How can I stop feeling like a nobody?
Originally appeared online in the teen series: Q&A - August 17, 2021.
Q: How can I stop feeling like a nobody?
A: I felt like I was a nobody at my job. When I shared an idea, it seemed like no one listened—like my thoughts and opinions didn’t matter. Like no one cared.
I was the youngest one there, and to me everyone else seemed smarter, funnier, more experienced. I felt they were all better than I was, and I imagined they were even laughing at me behind my back.
I’d been studying Christian Science for a couple of years—after a friend had introduced me to it when I was in high school—and I’d learned that any situation or thought that made me feel bad about myself was one I could challenge with prayer. I wasn’t praying to become as good as everyone else, but I thought that by turning to the books that had been helping me—the Bible and Mary Baker Eddy’s writings—I could get a more spiritual view of my circumstances. And at the very least, I might feel a little better if I did.
One passage from Mrs. Eddy’s writings really helped me. She wrote, “Each individual must fill his own niche in time and eternity” (Retrospection and Introspection, p. 70). This “niche” is a special position or role in which we can enjoy and share our unique interests and talents. And I was encouraged by that, because I had learned that Mrs. Eddy spoke from experience.
During her life, she’d often been dismissed or ignored, not only because she was a woman, divorced, and sometimes homeless but also because of her ideas. As she read the Bible, she began to see all of reality differently. Mrs. Eddy discovered that what’s real and true about each of us is that we aren’t just human beings, with limitations and flaws. We are God’s own likeness or expression—the likeness of all that is good.
Mrs. Eddy eventually wrote a now-famous book called Science and Health with Key to the Scriptures; healed hundreds of people; taught Christian healing; and founded a worldwide church, several magazines, and an international daily newspaper. She learned and proved that everyone is a “somebody” in God’s, divine Love’s, universe.
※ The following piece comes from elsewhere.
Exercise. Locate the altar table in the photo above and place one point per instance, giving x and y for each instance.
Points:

We are Love’s own ideas! Every single one of us has something special to give. It is our unique reflection of spiritual qualities that identifies us and establishes our unchangeable worth.
God is the source of everyone’s goodness, so there was nothing to feel jealous about or intimidated by.
Believe it or not, thinking about math was also a huge help. Let’s say someone said to the number four, “You are insignificant. You don’t matter. Let’s just throw you out of the entire system.” What would happen? The whole system would collapse without the number four. That’s how essential each number is.
In the same way, each of God’s ideas is needed to make His entire creation complete, whole. God’s entire universe would collapse without you or me. That’s how needed each of us is.
This must have been why Jesus respected the worth of each person, including those who were oppressed, belittled, rejected, and abused. His understanding of everyone as God’s daughter or son helped those who thought they were nobody see themselves differently. Jesus even made special efforts to reach out to and enjoy meals with Samaritans, who were often treated disrespectfully and thought of as nobodies.
Seeing myself as a valued, distinct, spiritual idea existing in Love—instead of as a mortal limited by age, personality, and human circumstances—was a turning point for me. I began to understand that divine Love, my Father-Mother, knows me and everyone, delights in me and everyone, and approves of me and everyone. I am made of Love’s qualities, which are meant to be shared.
I realized that though my coworkers were brilliant, I could bring love, kindness, and joy to our office, which were also needed. And I began to see that the brilliance I appreciated in my coworkers came from God, too. God is the source of everyone’s goodness, so there was nothing to feel jealous about or intimidated by. From the morning I realized this, I no longer felt that I needed to compete with anyone. And my coworkers began to consider my ideas and appreciate me, too. We were able to work together with mutual respect.
This experience convinced me that being a “somebody” isn’t about having a special set of skills or being better than everyone else. Your worth, my worth, everyone’s worth, is already an established fact, because God made us to express all His wonderful qualities. And that’s why we are all somebodies—and can know it.